These findings emphasize the paramount importance of the parameter T in the EDM process, with other parameters like Vg and Ton also playing significant roles [51]. In contrast, Ip has the least influence on MRR among the considered parameters [52,53,54].

The chosen parametric values were derived from thorough preliminary experiments to ascertain optimal settings for the EDM process. Lower or higher values were initially considered; however, they were either found inefficient or posed potential risks to the machining process. The selected parameters ensure a balance between efficiency and safety, providing optimal MRR while preserving the integrity of the machine and the workpiece.

In the context of the EDM machining of AISI D2 steel, the parameter Ip, representing the current pulse, is crucial for understanding the spark’s energy. The energy of each spark in EDM is given by the equation E = I² × R × t, where E is the energy, I is the current, R is the resistance, and t is the time duration of the current pulse. This equation illustrates that the energy of each spark is proportional to the square of the current (I²), indicating a quadratic relationship between current and spark energy. As the current pulse (Ip) increases, the energy of the spark is significantly enhanced due to this quadratic relationship, leading to a higher material removal rate (MRR) as more material is removed per spark. However, the influence of Ip on the overall process is relatively less profound compared to other parameters, as indicated by its delta value of 0.00297, placing it fourth in terms of significance. This lesser influence is attributed to the complex interplay of various factors in EDM, where other parameters may have a more dominant impact on the machining outcomes despite the critical role of Ip in determining spark energy.

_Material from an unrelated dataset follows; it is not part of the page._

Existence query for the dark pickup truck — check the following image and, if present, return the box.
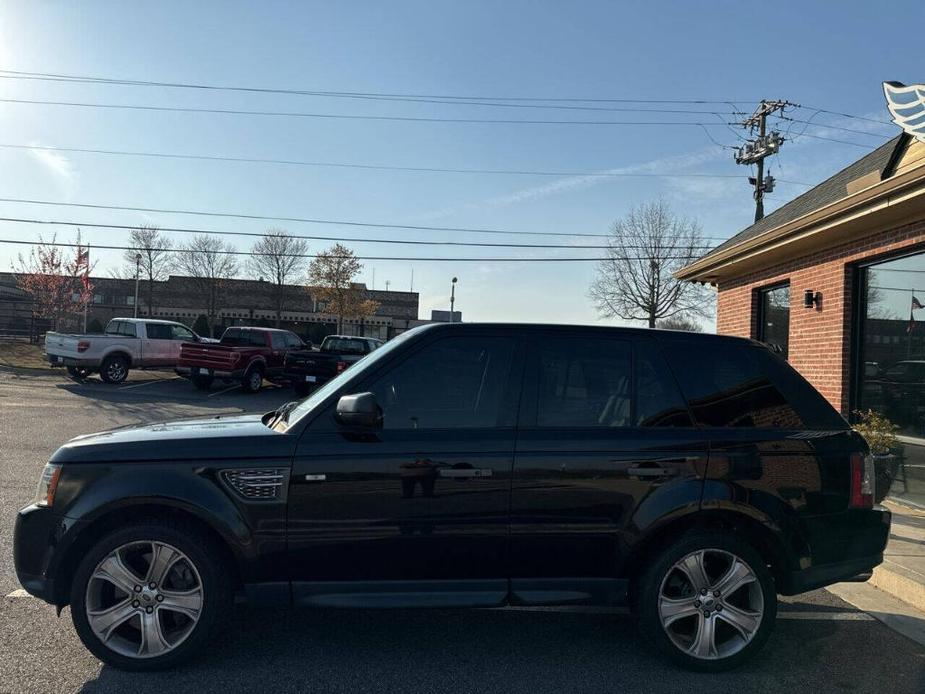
[283,335,382,395]
[176,327,305,393]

Vg, representing the gap voltage between the tool and the workpiece in the EDM process, exhibits a nuanced relationship with MRR. An optimal voltage is crucial for efficient material removal. If the voltage is too low, it might not provide the requisite energy [15]. However, if it is excessively high, it can lead to arc discharges, detrimental to the machining process [55]. The voltage essentially determines the potential difference across the gap. This potential difference, in turn, dictates the energy of the spark. But one must tread cautiously, as excessively high voltages can introduce unstable discharging, causing inconsistencies in the material removal process.

Ton, the on-time duration of the pulse, is another significant parameter. By increasing Ton, the MRR generally witnesses an upsurge. The underlying reason is that the longer the pulse’s duration, the more time the spark has at its disposal to erode the material. As a consequence, MRR increases. However, there is a caveat. If pulses are excessively prolonged, they might result in over-eroding, producing craters larger than desired [56].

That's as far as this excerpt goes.